Más importante aún, si los datos de la contabilidad nacional que se publicarán la próxima semana también reflejan un aumento en las presiones de capacidad, la conclusión de un ciclo de flexibilización ya habrá sido confirmada. Esto significa que toda la hipótesis del mercado sobre el camino de recortes de tasas del Banco de la Reserva de Australia deberá ser reevaluada.
Al mismo tiempo, los datos económicos de EE. UU. favorecen una reducción de tasas por parte de la Reserva Federal en diciembre, lo que presiona aún más la tendencia del dólar estadounidense, proporcionando objetivamente un impulso alcista para el dólar australiano.
Decisión de tasas de diciembre: mantener sin cambios se perfila como la opción
El 9 de diciembre, el Banco de la Reserva de Australia (RBA) anunciará su decisión sobre las tasas de interés. Se espera ampliamente que mantenga la tasa base en el 3.60%. Este resultado en sí mismo indica que el Banco de la Reserva de Australia está pasando de una política expansiva a una postura de espera.
En cuanto a las perspectivas para 2026 y más allá, las opiniones están claramente divididas. El analista de UBS, Stephen Wu, prevé que, bajo la persistente presión inflacionaria por encima del rango objetivo, el Banco de la Reserva de Australia comenzará un ciclo de aumento de tasas en los últimos tres meses de 2026. La economista jefe de Barrenjoey, Jo Masters, también opina que, aunque el umbral para subir tasas es extremadamente alto, la persistencia de la inflación en Australia hará que en 2026 “es muy probable que tomen medidas”.
El dólar australiano podría convertirse en el ganador del G-10
Si estas predicciones se cumplen, el dólar australiano experimentará un nuevo ciclo alcista. Francesco Pesole, analista del ING Group, afirma que el AUD tiene potencial para ser la moneda más destacada del G-10 en 2026.

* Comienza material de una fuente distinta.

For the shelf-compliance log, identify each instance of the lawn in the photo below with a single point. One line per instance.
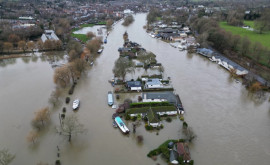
(264, 38)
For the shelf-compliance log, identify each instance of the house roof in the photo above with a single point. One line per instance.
(152, 116)
(134, 84)
(183, 151)
(154, 81)
(173, 157)
(169, 96)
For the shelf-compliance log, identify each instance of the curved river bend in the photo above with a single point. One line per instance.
(231, 128)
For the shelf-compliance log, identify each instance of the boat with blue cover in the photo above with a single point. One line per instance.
(121, 125)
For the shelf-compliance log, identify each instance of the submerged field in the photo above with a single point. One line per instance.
(264, 38)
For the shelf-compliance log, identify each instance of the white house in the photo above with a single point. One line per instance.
(153, 83)
(49, 35)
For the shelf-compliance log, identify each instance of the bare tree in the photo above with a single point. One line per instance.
(94, 45)
(54, 98)
(190, 135)
(80, 65)
(263, 23)
(22, 45)
(147, 58)
(6, 157)
(8, 46)
(31, 45)
(70, 126)
(32, 137)
(90, 35)
(122, 66)
(40, 45)
(42, 116)
(62, 76)
(109, 23)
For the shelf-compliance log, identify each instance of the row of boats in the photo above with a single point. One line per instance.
(118, 122)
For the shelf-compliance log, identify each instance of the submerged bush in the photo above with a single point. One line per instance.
(67, 100)
(168, 119)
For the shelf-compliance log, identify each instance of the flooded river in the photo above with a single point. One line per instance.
(231, 128)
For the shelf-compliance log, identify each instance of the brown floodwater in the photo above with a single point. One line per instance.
(231, 127)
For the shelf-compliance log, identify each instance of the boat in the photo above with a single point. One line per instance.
(76, 104)
(121, 125)
(110, 98)
(114, 124)
(100, 51)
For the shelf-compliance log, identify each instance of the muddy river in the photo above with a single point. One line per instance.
(231, 127)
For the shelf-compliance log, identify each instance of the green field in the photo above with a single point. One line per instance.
(83, 37)
(264, 38)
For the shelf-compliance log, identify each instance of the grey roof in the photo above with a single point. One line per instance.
(169, 96)
(154, 81)
(134, 84)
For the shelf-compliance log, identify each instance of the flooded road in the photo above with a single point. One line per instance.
(231, 128)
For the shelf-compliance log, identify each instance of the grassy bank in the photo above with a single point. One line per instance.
(264, 38)
(83, 37)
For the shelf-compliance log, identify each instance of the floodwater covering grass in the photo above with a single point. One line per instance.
(264, 38)
(83, 37)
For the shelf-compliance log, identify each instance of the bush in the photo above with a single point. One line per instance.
(161, 126)
(148, 127)
(127, 117)
(145, 118)
(71, 90)
(140, 139)
(154, 152)
(57, 162)
(168, 119)
(67, 100)
(139, 98)
(63, 116)
(185, 125)
(134, 118)
(182, 118)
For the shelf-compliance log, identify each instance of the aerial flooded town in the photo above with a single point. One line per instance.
(131, 82)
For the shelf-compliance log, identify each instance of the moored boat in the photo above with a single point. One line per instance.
(110, 98)
(121, 125)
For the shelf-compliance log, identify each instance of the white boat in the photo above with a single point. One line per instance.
(100, 51)
(76, 104)
(121, 125)
(110, 98)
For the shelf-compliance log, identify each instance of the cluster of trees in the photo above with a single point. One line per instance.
(230, 45)
(6, 157)
(128, 20)
(15, 42)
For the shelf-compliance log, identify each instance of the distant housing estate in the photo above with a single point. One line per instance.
(49, 35)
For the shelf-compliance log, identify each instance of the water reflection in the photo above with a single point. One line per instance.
(5, 62)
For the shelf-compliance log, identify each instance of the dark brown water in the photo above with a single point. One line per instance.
(231, 128)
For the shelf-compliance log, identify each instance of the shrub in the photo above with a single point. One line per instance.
(145, 118)
(63, 116)
(140, 139)
(127, 117)
(182, 118)
(148, 127)
(139, 98)
(168, 119)
(57, 162)
(154, 152)
(185, 125)
(161, 126)
(67, 100)
(134, 118)
(71, 90)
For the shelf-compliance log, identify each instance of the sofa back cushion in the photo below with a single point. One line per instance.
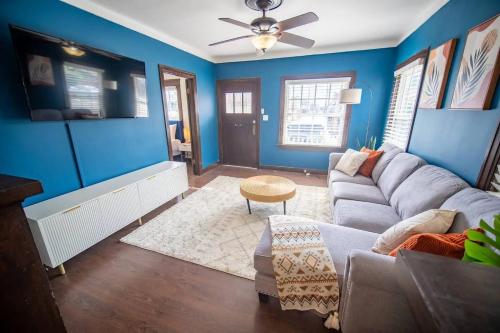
(472, 205)
(401, 166)
(390, 151)
(427, 188)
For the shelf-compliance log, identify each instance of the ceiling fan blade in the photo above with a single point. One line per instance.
(288, 38)
(230, 40)
(236, 22)
(297, 21)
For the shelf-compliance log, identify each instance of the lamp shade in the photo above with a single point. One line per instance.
(264, 41)
(350, 96)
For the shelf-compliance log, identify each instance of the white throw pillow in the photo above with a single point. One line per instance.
(435, 221)
(351, 161)
(173, 129)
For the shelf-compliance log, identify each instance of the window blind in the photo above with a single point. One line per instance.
(312, 114)
(84, 88)
(405, 91)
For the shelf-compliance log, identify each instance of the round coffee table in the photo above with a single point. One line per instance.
(267, 189)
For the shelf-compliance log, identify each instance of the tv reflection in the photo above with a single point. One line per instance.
(67, 81)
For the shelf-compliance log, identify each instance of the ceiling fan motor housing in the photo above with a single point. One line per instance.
(263, 5)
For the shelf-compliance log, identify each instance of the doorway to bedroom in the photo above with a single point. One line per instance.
(178, 90)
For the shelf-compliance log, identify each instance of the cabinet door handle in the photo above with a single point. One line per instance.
(71, 209)
(119, 190)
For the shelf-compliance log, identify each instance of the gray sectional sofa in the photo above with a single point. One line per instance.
(402, 185)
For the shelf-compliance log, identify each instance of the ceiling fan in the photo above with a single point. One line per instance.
(267, 31)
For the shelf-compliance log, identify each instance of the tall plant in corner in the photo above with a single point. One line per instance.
(431, 87)
(474, 68)
(370, 144)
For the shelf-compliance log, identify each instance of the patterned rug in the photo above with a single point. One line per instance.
(212, 227)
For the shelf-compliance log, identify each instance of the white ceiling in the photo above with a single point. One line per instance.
(191, 25)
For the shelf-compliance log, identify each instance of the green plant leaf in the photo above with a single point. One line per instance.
(482, 254)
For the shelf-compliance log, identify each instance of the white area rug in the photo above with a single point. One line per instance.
(212, 227)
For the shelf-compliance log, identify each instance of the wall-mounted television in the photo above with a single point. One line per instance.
(65, 80)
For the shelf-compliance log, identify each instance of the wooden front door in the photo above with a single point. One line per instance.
(239, 105)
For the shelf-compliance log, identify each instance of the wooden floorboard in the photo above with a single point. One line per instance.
(115, 287)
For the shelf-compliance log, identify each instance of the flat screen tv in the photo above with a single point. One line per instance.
(65, 80)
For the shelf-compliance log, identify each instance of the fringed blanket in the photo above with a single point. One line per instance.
(304, 270)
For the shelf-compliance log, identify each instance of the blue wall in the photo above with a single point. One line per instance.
(454, 139)
(105, 148)
(373, 68)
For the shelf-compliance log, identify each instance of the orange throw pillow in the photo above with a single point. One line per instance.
(448, 245)
(367, 167)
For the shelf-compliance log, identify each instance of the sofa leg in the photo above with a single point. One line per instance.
(263, 298)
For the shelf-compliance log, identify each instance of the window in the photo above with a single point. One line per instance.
(311, 113)
(140, 95)
(173, 99)
(405, 91)
(84, 88)
(239, 102)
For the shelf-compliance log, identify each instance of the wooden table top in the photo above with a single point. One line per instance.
(267, 188)
(449, 295)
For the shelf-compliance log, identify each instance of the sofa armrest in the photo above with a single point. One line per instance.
(371, 298)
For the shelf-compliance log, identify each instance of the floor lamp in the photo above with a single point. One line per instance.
(353, 96)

Su lógica central es: se espera que el Banco de la Reserva de Australia solo realice una reducción de tasas más el próximo año, lo que significa que las tasas de interés en Australia se mantendrán en los niveles más altos del G-10. Además, con las perspectivas de crecimiento económico en mejora y la recuperación de las relaciones comerciales, el AUD podría convertirse en la moneda con la tasa de interés más alta del G-10 para el segundo trimestre de 2026.
En otras palabras, la ventaja en diferencial de tasas será el principal motor del próximo aumento del dólar australiano. Cuando el ciclo global de recortes de tasas llegue a su fin, la atracción por las monedas de alto interés aumentará en consecuencia — esta es la ley de hierro del mercado de divisas tradicional.

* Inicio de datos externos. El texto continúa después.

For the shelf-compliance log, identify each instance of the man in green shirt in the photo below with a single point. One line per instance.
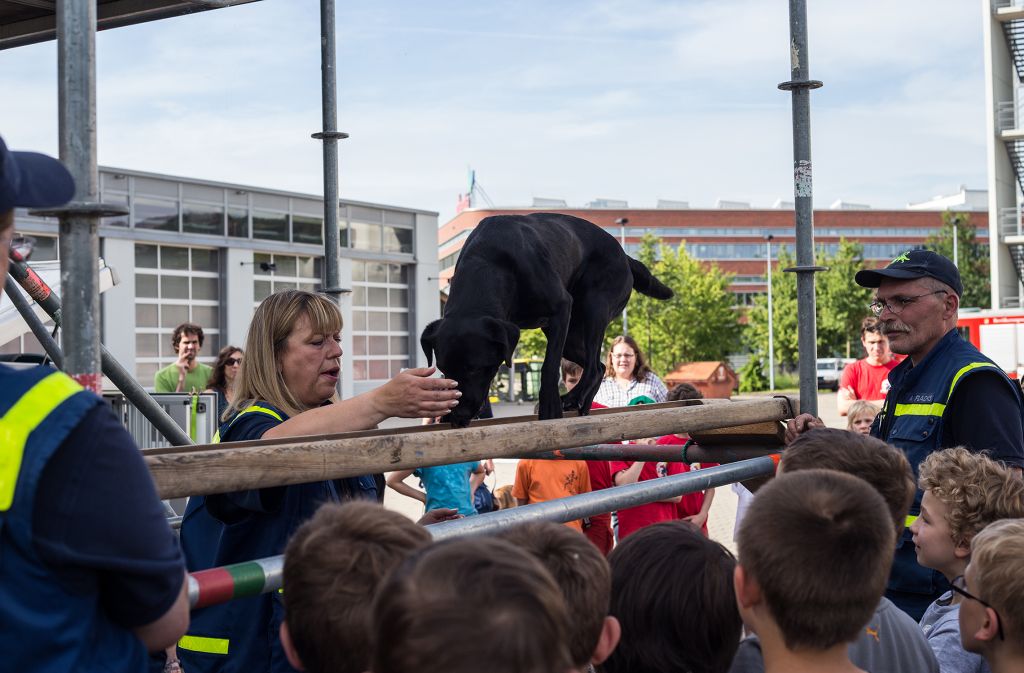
(186, 374)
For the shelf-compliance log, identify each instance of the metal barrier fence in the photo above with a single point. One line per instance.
(219, 585)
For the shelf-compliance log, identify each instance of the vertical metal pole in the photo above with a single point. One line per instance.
(771, 330)
(801, 87)
(79, 236)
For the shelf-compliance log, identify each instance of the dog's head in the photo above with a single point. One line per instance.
(469, 350)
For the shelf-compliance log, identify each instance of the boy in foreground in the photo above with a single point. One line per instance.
(814, 554)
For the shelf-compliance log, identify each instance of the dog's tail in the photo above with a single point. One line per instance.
(645, 283)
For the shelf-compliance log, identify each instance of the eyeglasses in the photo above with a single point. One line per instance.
(897, 305)
(960, 586)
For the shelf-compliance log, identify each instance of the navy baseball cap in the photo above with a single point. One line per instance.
(911, 264)
(30, 179)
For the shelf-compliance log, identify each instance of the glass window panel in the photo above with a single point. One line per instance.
(156, 214)
(286, 264)
(261, 290)
(307, 229)
(366, 237)
(146, 316)
(173, 314)
(116, 200)
(207, 317)
(205, 259)
(205, 288)
(201, 218)
(145, 286)
(398, 274)
(378, 345)
(379, 369)
(399, 322)
(269, 226)
(146, 345)
(176, 258)
(174, 287)
(145, 256)
(398, 298)
(397, 240)
(377, 296)
(238, 222)
(359, 295)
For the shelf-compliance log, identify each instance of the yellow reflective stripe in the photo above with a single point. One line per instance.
(964, 371)
(255, 409)
(15, 426)
(201, 643)
(920, 410)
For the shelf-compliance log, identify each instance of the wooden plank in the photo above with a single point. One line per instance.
(232, 467)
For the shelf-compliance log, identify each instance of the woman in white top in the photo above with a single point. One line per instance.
(627, 376)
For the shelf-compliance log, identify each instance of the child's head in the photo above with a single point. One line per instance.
(333, 565)
(994, 577)
(672, 592)
(882, 465)
(570, 374)
(583, 575)
(860, 416)
(964, 493)
(815, 548)
(471, 604)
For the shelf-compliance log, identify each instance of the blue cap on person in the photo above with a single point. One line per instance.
(30, 179)
(911, 264)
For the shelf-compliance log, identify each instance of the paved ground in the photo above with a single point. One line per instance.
(723, 511)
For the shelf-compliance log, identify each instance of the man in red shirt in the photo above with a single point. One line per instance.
(867, 378)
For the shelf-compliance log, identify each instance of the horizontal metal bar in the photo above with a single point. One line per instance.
(219, 585)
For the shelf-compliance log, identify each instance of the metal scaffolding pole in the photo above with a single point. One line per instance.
(218, 585)
(79, 220)
(801, 87)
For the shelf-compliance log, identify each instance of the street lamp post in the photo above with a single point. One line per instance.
(622, 222)
(771, 332)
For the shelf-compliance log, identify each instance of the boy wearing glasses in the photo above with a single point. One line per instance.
(993, 626)
(964, 493)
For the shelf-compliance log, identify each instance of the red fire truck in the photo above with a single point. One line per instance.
(998, 334)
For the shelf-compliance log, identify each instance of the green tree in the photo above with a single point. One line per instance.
(972, 257)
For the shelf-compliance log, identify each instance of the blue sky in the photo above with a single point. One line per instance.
(638, 99)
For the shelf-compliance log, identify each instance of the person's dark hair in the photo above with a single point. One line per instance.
(819, 544)
(672, 591)
(189, 328)
(684, 391)
(333, 565)
(640, 368)
(465, 605)
(883, 466)
(870, 324)
(582, 574)
(217, 380)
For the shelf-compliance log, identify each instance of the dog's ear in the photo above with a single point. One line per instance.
(428, 340)
(505, 333)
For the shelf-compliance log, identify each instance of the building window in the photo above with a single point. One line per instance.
(380, 320)
(172, 286)
(275, 272)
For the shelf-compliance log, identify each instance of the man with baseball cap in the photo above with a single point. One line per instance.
(944, 394)
(91, 577)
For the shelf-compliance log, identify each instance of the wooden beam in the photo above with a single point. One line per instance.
(233, 467)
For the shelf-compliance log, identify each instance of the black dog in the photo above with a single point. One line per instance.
(561, 274)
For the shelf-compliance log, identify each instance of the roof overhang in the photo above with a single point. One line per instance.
(29, 22)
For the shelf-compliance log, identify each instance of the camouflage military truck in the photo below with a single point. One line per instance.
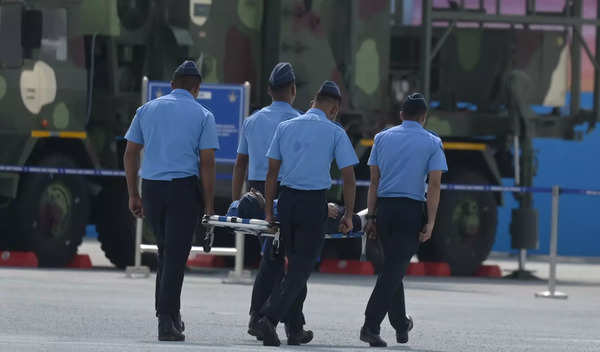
(70, 74)
(482, 80)
(70, 79)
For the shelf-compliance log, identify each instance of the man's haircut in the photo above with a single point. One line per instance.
(327, 98)
(187, 82)
(414, 106)
(282, 91)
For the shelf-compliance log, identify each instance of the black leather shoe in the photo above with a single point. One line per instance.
(253, 327)
(373, 339)
(266, 329)
(167, 330)
(179, 324)
(298, 337)
(402, 335)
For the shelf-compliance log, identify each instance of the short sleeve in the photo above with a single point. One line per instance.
(373, 156)
(208, 137)
(437, 160)
(274, 151)
(134, 133)
(344, 152)
(243, 146)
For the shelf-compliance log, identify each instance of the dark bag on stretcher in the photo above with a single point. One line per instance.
(250, 206)
(332, 224)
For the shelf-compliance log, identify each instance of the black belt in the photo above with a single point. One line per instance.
(175, 180)
(293, 190)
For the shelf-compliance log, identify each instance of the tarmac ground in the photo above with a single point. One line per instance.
(102, 310)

Divergencias del mercado y oportunidades de inversión
Actualmente, las expectativas del mercado respecto al camino de política del Banco de la Reserva de Australia en 2026 son bastante divergentes, lo que en sí mismo ofrece oportunidades de trading. Algunas instituciones creen que el banco central todavía tiene espacio para recortar tasas, pero cada vez más voces apuntan a mantenerlas o incluso subirlas, reflejando que los problemas de inflación son más persistentes de lo esperado.
La tendencia alcista del tipo de cambio del AUD está altamente sincronizada con estos cambios en las expectativas. En el futuro, mientras los datos de inflación o PIB confirmen aún más las presiones de capacidad, el camino de política del Banco de la Reserva de Australia será cada vez más claro, y el impulso alcista del dólar australiano se fortalecerá aún más.